Self-assembled B-doped flower-like graphitic carbon nitride with high specific surface area for enhanced photocatalytic performance

Graphitic carbon nitride (g-C3N4) is a promising nonmetallic photocatalyst. In this manuscript, B-doped 3D flower-like g-C3N4 mesoporous nanospheres (BMNS) were successfully prepared by self-assembly method. The doping of B element promotes the internal growth of hollow flower-like g-C3N4 without changing the surface roughness structure, resulting in a porous floc structure, which enhances the light absorption and light reflection ability, thereby improving the light utilization rate. In addition, B element provides lower band gap, which stimulates the carrier movement and increases the activity of photogenerated carriers. The photocatalytic mechanism and process of BMNS were investigated in depth by structural characterization and performance testing. BMNS-10 % shows good degradation for four different pollutants, among which the degradation effect on Rhodamine B (RhB) reaches 97 % in 30 min.

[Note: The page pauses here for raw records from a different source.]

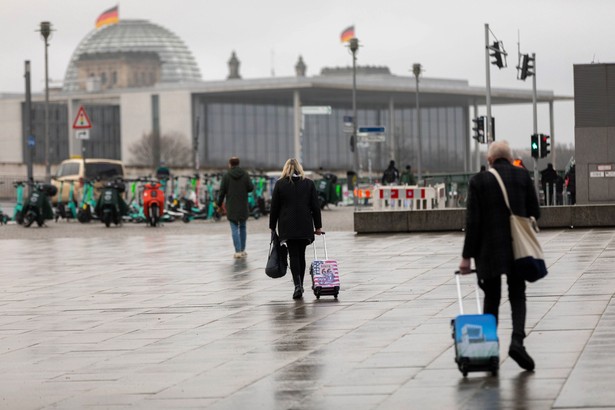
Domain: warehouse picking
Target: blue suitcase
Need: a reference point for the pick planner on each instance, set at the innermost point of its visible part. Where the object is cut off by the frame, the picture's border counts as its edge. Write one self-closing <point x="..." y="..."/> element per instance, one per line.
<point x="477" y="347"/>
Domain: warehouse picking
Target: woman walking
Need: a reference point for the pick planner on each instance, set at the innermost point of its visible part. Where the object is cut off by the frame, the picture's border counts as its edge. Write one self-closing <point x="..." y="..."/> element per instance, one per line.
<point x="296" y="213"/>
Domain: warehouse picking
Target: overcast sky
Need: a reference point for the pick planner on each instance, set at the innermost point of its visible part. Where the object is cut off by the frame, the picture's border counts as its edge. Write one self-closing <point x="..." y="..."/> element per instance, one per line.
<point x="446" y="37"/>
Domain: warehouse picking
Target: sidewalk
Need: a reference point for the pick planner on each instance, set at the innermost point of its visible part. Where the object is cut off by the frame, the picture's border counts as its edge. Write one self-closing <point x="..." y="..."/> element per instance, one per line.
<point x="161" y="320"/>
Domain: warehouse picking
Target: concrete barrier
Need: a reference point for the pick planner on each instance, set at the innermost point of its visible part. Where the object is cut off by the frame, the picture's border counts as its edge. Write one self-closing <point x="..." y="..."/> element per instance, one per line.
<point x="453" y="219"/>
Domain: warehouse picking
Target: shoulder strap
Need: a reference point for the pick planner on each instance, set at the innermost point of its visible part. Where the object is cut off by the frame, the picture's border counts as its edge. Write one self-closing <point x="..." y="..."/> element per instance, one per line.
<point x="499" y="179"/>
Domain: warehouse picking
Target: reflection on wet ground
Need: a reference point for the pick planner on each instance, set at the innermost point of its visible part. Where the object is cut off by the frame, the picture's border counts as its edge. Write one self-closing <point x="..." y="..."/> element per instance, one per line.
<point x="165" y="321"/>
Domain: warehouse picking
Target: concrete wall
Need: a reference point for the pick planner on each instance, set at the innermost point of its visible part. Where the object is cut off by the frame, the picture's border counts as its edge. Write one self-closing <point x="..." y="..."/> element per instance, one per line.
<point x="11" y="132"/>
<point x="136" y="120"/>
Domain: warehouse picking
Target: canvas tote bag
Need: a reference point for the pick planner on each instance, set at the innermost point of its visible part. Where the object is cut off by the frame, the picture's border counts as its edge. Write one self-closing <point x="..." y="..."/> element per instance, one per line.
<point x="529" y="259"/>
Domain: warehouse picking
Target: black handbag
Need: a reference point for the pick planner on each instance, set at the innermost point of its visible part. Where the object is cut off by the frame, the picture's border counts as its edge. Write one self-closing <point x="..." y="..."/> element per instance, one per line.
<point x="277" y="262"/>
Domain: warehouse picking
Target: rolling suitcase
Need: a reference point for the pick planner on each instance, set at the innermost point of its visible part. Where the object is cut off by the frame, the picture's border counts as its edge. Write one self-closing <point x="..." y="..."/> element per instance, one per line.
<point x="477" y="347"/>
<point x="325" y="274"/>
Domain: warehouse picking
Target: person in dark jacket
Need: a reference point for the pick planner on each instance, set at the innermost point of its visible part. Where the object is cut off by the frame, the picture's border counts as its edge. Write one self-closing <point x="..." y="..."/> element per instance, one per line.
<point x="295" y="212"/>
<point x="235" y="186"/>
<point x="488" y="239"/>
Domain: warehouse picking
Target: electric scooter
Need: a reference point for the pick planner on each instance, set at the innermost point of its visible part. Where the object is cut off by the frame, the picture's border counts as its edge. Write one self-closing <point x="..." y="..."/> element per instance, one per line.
<point x="18" y="210"/>
<point x="38" y="206"/>
<point x="111" y="206"/>
<point x="153" y="202"/>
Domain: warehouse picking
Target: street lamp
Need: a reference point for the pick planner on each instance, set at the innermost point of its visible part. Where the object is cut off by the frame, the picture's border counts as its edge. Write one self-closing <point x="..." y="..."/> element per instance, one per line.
<point x="416" y="69"/>
<point x="45" y="32"/>
<point x="354" y="47"/>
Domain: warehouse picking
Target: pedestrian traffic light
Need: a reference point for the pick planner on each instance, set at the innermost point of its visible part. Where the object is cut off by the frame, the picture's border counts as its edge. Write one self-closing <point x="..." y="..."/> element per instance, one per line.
<point x="534" y="146"/>
<point x="527" y="67"/>
<point x="545" y="143"/>
<point x="498" y="53"/>
<point x="479" y="129"/>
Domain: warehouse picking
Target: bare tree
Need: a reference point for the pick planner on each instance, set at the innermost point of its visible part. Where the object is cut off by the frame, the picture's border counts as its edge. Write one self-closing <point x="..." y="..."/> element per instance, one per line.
<point x="175" y="150"/>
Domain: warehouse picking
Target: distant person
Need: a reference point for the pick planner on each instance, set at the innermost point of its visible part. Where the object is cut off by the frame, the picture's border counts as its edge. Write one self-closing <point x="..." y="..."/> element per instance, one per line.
<point x="488" y="239"/>
<point x="571" y="185"/>
<point x="390" y="175"/>
<point x="407" y="177"/>
<point x="548" y="176"/>
<point x="295" y="212"/>
<point x="235" y="186"/>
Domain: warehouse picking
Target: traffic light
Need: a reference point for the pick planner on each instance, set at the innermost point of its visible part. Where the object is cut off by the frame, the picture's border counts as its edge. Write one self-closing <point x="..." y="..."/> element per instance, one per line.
<point x="545" y="143"/>
<point x="479" y="129"/>
<point x="527" y="66"/>
<point x="535" y="147"/>
<point x="497" y="54"/>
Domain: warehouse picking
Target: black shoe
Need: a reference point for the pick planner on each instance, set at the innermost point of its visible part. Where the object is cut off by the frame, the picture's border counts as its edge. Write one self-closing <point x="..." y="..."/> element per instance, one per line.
<point x="298" y="294"/>
<point x="518" y="353"/>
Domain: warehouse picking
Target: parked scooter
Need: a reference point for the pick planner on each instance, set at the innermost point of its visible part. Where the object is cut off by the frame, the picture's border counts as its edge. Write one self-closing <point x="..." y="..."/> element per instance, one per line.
<point x="38" y="206"/>
<point x="153" y="202"/>
<point x="111" y="207"/>
<point x="19" y="192"/>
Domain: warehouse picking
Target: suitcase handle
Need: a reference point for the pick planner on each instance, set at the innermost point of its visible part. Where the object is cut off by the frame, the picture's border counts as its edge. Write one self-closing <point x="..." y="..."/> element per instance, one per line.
<point x="457" y="274"/>
<point x="325" y="244"/>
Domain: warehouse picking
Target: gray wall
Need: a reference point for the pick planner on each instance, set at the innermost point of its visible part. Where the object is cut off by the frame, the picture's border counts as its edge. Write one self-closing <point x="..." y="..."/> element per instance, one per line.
<point x="594" y="89"/>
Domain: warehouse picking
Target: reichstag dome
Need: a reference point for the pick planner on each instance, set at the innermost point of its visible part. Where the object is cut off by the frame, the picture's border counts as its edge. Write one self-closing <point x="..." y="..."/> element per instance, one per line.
<point x="136" y="38"/>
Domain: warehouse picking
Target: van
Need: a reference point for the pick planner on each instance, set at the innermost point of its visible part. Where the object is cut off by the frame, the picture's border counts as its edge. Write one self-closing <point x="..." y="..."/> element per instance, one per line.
<point x="78" y="170"/>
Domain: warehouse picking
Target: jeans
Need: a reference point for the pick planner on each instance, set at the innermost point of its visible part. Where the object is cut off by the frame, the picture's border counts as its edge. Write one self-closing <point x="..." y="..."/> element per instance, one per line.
<point x="238" y="232"/>
<point x="516" y="296"/>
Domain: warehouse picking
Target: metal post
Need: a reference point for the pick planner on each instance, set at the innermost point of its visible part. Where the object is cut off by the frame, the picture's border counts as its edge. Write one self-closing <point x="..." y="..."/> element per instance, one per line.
<point x="29" y="137"/>
<point x="488" y="136"/>
<point x="416" y="69"/>
<point x="535" y="120"/>
<point x="354" y="46"/>
<point x="45" y="32"/>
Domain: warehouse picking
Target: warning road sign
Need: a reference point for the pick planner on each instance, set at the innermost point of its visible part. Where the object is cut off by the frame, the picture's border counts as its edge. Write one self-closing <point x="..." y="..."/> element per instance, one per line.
<point x="81" y="120"/>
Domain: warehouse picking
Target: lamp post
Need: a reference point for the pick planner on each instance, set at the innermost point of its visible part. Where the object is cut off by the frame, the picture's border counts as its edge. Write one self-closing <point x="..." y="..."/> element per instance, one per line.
<point x="45" y="32"/>
<point x="354" y="47"/>
<point x="416" y="69"/>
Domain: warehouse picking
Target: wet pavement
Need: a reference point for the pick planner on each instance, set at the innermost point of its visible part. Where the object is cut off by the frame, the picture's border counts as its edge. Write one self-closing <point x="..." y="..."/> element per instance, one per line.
<point x="165" y="318"/>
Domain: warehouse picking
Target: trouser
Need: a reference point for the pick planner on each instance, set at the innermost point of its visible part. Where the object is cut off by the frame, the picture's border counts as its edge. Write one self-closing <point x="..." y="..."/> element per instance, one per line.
<point x="296" y="254"/>
<point x="238" y="232"/>
<point x="516" y="295"/>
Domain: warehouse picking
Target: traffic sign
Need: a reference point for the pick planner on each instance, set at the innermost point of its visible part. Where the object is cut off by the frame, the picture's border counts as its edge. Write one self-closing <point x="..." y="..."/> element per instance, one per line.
<point x="316" y="110"/>
<point x="82" y="121"/>
<point x="82" y="134"/>
<point x="372" y="134"/>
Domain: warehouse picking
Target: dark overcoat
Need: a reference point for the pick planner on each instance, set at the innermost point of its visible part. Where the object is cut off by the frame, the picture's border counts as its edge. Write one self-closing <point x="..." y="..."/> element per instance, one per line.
<point x="488" y="238"/>
<point x="295" y="210"/>
<point x="235" y="186"/>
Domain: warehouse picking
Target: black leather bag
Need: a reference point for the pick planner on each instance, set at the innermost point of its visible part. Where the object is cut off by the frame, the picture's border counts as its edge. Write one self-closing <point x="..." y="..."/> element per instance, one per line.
<point x="277" y="262"/>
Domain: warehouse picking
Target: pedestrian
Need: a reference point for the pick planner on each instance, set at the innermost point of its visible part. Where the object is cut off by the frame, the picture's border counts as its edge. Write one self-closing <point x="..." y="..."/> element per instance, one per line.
<point x="390" y="175"/>
<point x="407" y="177"/>
<point x="235" y="186"/>
<point x="296" y="214"/>
<point x="488" y="239"/>
<point x="548" y="177"/>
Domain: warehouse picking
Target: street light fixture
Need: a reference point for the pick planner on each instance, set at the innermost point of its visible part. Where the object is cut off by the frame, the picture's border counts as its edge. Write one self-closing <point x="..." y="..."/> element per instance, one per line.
<point x="354" y="47"/>
<point x="416" y="69"/>
<point x="46" y="32"/>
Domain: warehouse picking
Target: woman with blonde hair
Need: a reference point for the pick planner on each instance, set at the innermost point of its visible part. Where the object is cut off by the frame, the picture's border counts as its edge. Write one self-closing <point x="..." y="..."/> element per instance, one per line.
<point x="295" y="212"/>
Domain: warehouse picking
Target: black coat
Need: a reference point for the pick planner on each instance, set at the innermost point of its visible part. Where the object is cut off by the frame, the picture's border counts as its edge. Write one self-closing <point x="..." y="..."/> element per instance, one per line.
<point x="295" y="210"/>
<point x="488" y="238"/>
<point x="235" y="186"/>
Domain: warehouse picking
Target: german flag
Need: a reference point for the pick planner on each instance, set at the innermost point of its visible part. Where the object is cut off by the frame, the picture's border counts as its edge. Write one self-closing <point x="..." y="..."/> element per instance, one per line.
<point x="111" y="16"/>
<point x="347" y="34"/>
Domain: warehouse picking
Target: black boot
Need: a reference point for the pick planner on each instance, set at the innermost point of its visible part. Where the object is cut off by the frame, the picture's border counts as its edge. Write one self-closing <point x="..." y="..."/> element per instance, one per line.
<point x="298" y="294"/>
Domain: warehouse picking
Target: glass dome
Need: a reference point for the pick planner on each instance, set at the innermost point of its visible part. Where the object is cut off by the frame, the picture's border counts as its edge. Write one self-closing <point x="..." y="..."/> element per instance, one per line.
<point x="178" y="64"/>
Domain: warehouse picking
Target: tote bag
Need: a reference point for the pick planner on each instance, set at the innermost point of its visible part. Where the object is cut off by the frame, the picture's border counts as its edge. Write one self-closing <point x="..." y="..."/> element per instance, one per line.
<point x="529" y="259"/>
<point x="277" y="263"/>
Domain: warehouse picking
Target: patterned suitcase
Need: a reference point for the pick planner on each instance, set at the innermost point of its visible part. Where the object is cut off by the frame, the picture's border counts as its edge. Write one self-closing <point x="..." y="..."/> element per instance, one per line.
<point x="325" y="274"/>
<point x="477" y="347"/>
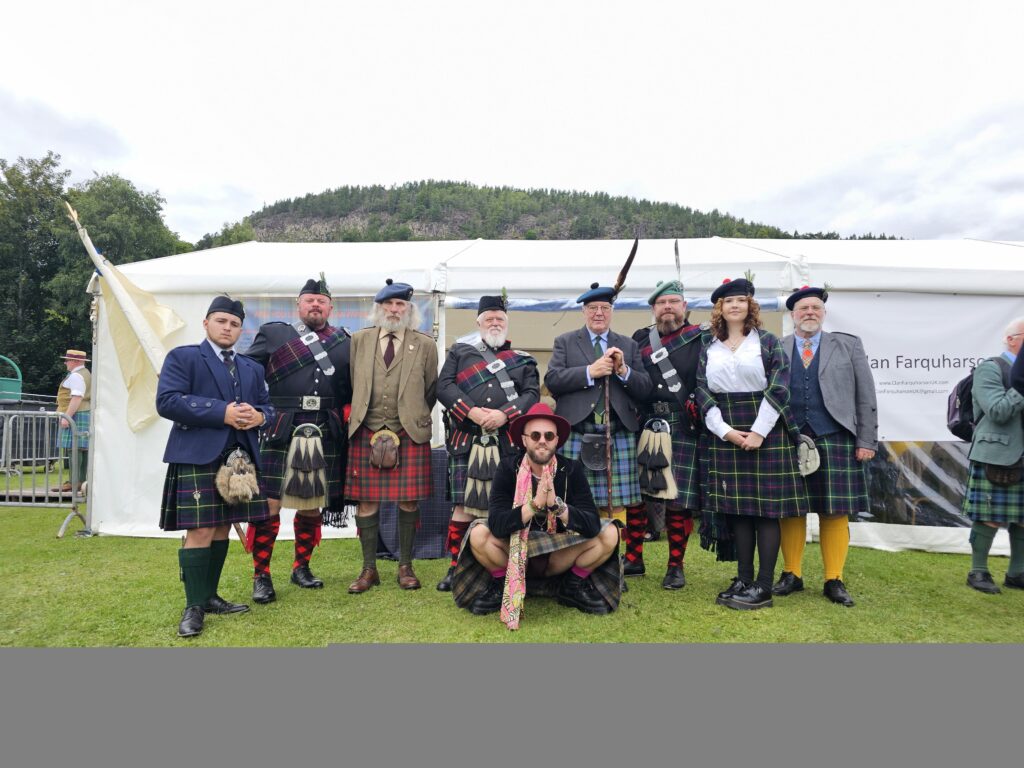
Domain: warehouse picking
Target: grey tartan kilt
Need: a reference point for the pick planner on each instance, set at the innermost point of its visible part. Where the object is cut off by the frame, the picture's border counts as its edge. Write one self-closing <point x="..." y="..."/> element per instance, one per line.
<point x="625" y="472"/>
<point x="985" y="502"/>
<point x="190" y="500"/>
<point x="471" y="579"/>
<point x="840" y="485"/>
<point x="759" y="483"/>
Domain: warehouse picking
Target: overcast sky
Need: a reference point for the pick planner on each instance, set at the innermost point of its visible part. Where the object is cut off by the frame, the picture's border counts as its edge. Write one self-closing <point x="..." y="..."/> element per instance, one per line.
<point x="898" y="117"/>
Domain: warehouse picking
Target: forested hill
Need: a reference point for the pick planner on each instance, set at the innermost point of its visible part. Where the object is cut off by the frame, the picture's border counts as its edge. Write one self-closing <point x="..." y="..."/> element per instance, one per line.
<point x="450" y="210"/>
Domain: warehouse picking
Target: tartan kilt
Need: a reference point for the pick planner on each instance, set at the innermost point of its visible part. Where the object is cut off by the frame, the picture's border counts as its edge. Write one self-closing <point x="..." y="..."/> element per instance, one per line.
<point x="759" y="483"/>
<point x="190" y="500"/>
<point x="407" y="482"/>
<point x="840" y="484"/>
<point x="273" y="460"/>
<point x="985" y="502"/>
<point x="471" y="579"/>
<point x="685" y="462"/>
<point x="625" y="472"/>
<point x="83" y="420"/>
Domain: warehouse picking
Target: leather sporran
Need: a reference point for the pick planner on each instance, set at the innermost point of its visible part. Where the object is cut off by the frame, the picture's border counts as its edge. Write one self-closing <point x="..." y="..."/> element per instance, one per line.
<point x="236" y="480"/>
<point x="384" y="450"/>
<point x="1005" y="475"/>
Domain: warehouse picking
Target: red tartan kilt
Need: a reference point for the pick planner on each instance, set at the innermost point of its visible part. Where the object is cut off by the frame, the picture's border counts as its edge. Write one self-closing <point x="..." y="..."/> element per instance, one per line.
<point x="409" y="481"/>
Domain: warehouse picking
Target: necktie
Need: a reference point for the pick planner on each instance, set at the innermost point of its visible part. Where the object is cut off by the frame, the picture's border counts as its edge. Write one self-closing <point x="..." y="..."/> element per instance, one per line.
<point x="807" y="355"/>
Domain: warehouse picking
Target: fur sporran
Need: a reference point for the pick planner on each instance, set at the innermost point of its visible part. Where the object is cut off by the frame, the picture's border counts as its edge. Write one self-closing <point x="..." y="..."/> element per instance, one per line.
<point x="305" y="475"/>
<point x="654" y="458"/>
<point x="483" y="458"/>
<point x="236" y="480"/>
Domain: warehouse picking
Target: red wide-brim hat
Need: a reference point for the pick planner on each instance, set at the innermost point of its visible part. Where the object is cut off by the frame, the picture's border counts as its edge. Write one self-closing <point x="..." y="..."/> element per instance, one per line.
<point x="540" y="411"/>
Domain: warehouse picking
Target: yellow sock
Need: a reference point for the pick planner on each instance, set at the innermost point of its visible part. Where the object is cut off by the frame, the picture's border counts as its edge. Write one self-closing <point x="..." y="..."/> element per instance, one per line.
<point x="835" y="545"/>
<point x="794" y="531"/>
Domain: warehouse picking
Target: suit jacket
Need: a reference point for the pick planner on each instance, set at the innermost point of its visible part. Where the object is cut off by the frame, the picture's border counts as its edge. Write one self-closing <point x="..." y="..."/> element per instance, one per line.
<point x="417" y="382"/>
<point x="847" y="384"/>
<point x="566" y="379"/>
<point x="998" y="430"/>
<point x="194" y="391"/>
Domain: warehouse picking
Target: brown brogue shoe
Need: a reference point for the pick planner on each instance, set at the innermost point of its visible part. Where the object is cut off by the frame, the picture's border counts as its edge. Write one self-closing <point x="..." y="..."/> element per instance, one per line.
<point x="407" y="578"/>
<point x="368" y="578"/>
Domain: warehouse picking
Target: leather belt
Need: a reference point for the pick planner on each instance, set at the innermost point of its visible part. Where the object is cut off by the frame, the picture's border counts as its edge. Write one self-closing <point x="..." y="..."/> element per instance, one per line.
<point x="303" y="402"/>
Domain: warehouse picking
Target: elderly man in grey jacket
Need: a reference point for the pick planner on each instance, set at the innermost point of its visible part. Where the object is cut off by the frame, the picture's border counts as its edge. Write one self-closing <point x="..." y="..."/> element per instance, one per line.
<point x="832" y="399"/>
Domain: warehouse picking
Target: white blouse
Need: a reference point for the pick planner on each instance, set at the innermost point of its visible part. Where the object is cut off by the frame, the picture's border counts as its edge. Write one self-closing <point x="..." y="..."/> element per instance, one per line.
<point x="742" y="371"/>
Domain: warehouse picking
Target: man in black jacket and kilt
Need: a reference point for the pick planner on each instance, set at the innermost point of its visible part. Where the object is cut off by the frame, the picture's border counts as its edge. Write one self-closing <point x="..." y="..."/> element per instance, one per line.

The apparent rate constant of RhB degradation by BMNS-10 % is 0.125 min(-1), which is 46 times faster compared to bulk g-C3N4 (BCN). And the photocatalyst also exhibits excellent H2O2 production rate under visible light. Under lambda > 420 nm, the H2O2 yield of BMNS-10 % (779.9 mu M) in 1 h is 15.9 times higher than that of BCN (48.98 mu M). Finally, the photocatalytic mechanism is proposed from the results of free radical trapping experiments.